Concludendo, nel periodo nel quale viviamo, la classe operaia ha vissuto esclusivamente di rendita per quello che concerne i diritti sul posto di lavoro. Negli anni del film “la classe operaia va in Paradiso” i lavoratori conquistarono la legge 300, con al suo cardine il famoso articolo 18. Per decenni questo ordinamento giuridico è sembrato definitivamente acquisito, quindi nessuno si è preoccupato più di proteggere quello che i predecessori avevano conquistato democraticamente, in un ambiente molte volte ostile alla democrazia delegata (molti operai del Lingotto negli anni ’70 venivano licenziati solo per essere tesserati alla CGIL), scioperando e manifestando. Esponenti di primo piano nel jet set della politica-teatrino considerano i diritti sul posto di lavoro esclusivamente come un costo che frena la (loro) crescita.
Consiglio dunque la visione di questo film, che rende pienamente l’idea di cosa vuol dire lavorare senza diritti. Per un futuro sostenibile, ma soprattutto per far sì che finalmente la classe operaia vada veramente in Paradiso, “traslocando” finalmente dal suo Limbo impantanato.

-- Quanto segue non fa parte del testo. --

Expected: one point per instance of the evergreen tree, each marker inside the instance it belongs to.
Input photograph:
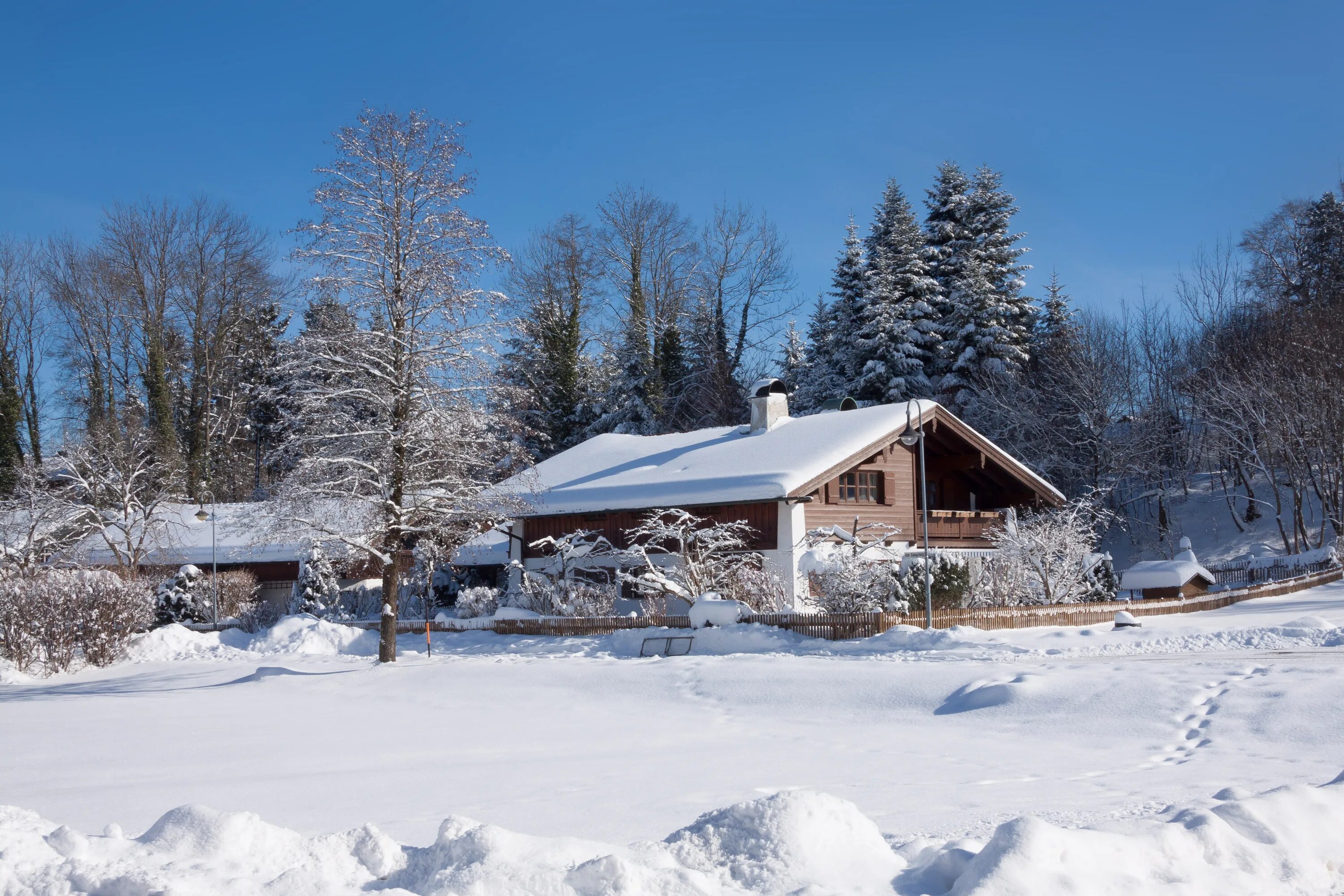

Mobbing = attacco frontale – nel vero senso del termine, anche se dissimulato nell’omertà – dei superiori nei confronti di un, o una, dipendente (anche con l’ausilio di suoi colleghi compiacenti), preso/a di mira in quanto persona scomoda, ma anche per sole futilità, con l’intento di screditarlo/a ed isolarlo/a, relegandolo/a a mansioni inferiori oppure isolandolo/a completamente per poi ottenere un licenziamento volontario.